The fire pit 1402 may comprise an upstream wall 1502 facing the duct 1408 and a downstream wall 1504 through which combustion products escape into the fire chimney 210. An interior wall 1501 of the fire chimney 210 above the downstream wall 1504 can be seen in FIG. 15A.

Referring now also to FIG. 15B, is a closeup perspective view of the fire pit 1402 is shown. The upstream wall 1502 may comprise a solid or gas impermeable section 1502 above a perforated or gridded section 1504, which admits combustion air into the fire pit 1402. Mounted near the gridded section 1504, the ignitor 1404 provides repeatable and reliable ignition of fuel in the fire pit when needed. The ignitor 1404 may be mounted or affixed to a back wall 1505 or another wall of the fire pit 1402. The ignitor 1404 may extend horizontally from the wall 1505 or other wall to be parallel to the wall 1502. In other embodiments, the ignitor may extend at a differing angle or from a different location. The ignitor 1404 may be spaced apart from the wall 1502.

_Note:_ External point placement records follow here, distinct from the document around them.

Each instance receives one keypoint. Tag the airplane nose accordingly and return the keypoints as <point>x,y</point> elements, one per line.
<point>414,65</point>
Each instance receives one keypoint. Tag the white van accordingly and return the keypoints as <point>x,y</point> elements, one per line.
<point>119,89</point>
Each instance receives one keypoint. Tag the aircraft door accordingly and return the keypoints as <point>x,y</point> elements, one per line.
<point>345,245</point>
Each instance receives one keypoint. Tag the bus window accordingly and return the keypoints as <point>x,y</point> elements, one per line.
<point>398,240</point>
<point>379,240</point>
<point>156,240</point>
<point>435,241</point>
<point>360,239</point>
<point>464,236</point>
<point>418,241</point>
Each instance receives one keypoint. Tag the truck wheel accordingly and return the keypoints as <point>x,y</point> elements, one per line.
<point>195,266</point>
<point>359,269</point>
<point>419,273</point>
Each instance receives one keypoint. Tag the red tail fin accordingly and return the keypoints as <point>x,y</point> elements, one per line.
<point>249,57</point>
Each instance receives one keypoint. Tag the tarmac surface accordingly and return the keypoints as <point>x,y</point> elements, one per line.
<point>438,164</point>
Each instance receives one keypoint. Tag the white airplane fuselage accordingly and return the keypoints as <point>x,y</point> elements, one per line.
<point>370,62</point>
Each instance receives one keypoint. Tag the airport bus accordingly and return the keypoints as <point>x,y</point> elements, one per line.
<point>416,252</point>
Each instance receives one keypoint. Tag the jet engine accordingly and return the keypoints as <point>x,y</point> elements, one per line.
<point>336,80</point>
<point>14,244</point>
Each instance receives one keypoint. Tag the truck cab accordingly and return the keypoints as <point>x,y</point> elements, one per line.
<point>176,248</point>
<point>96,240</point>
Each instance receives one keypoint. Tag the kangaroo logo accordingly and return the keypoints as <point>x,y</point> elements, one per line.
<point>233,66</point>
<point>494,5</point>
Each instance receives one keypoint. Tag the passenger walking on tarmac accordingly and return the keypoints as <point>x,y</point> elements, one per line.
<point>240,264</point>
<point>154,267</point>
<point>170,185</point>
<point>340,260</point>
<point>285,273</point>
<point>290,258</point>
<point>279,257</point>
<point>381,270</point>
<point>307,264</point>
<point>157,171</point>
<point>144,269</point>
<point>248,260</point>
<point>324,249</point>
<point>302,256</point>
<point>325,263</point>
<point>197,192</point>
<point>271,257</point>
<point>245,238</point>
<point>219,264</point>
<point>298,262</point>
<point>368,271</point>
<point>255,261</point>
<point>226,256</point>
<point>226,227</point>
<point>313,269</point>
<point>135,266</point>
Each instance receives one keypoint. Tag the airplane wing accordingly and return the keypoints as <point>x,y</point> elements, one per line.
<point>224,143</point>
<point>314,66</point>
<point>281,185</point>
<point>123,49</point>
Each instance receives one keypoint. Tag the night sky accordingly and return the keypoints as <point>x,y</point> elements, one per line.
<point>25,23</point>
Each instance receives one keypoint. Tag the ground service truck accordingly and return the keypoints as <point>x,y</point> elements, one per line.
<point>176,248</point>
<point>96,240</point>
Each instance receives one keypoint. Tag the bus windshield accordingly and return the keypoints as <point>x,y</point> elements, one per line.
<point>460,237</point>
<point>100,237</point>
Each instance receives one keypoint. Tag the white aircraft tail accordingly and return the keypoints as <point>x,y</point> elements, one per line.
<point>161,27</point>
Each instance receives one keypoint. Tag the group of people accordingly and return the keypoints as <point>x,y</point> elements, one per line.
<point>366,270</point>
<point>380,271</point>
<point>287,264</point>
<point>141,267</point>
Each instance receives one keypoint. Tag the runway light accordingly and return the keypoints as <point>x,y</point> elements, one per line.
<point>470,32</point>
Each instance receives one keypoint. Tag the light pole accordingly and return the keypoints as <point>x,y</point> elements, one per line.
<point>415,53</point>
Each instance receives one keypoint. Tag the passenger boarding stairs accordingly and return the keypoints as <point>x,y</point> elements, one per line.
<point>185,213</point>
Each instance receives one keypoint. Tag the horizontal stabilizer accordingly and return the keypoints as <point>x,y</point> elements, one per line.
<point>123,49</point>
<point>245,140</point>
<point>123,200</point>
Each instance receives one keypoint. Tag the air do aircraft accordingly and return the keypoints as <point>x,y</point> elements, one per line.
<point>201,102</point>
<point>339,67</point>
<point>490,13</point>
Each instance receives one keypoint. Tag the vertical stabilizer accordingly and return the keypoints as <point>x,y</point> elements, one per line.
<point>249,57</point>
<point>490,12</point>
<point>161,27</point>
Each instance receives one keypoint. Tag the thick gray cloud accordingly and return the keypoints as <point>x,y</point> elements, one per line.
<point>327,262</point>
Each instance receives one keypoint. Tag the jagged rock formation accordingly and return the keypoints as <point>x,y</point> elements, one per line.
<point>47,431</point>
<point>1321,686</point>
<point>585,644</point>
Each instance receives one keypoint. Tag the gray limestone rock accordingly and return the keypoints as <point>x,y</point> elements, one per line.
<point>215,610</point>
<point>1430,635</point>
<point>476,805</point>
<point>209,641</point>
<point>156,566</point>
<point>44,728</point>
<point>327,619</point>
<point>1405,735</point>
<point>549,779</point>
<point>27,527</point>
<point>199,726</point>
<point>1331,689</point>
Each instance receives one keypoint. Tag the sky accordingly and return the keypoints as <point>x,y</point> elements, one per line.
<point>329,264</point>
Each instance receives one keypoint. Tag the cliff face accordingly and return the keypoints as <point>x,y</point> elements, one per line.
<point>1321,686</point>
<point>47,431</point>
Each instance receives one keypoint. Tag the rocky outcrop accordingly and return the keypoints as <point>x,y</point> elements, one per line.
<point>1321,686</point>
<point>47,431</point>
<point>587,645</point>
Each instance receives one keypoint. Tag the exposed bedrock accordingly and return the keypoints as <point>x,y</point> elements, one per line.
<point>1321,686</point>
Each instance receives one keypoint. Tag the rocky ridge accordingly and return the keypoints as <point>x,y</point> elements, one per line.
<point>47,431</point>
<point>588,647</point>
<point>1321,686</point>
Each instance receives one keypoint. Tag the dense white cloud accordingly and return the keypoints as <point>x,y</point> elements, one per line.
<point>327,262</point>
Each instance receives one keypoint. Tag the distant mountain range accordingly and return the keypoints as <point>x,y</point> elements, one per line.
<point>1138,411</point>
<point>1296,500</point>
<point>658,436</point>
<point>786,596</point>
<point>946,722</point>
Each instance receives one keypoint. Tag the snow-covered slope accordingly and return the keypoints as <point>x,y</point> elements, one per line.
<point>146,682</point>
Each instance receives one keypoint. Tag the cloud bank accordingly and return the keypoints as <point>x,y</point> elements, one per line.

Placement of the ignitor 1404 inside the fire pit 1402 allows it to come into direct contact with the fuel that is burned for grilling, cooking, and smoking purposes. Stated another way, fuel from the hopper 202 via the chute 206 is brought into direct contact with the ignitor 1404 to initiate combustion for cooking processes. In such embodiments, no intermediary fire starter or combustible fire starter material is needed, and the operator does not have to light anything using a flame.

In some embodiments, the ignitor 1404 can be placed outside the fire pit 1404, on the opposite side of the upstream wall 1502 than shown. Other locations are contemplated but these may expose wiring and other components to excess heat and/or impeded fuel flow.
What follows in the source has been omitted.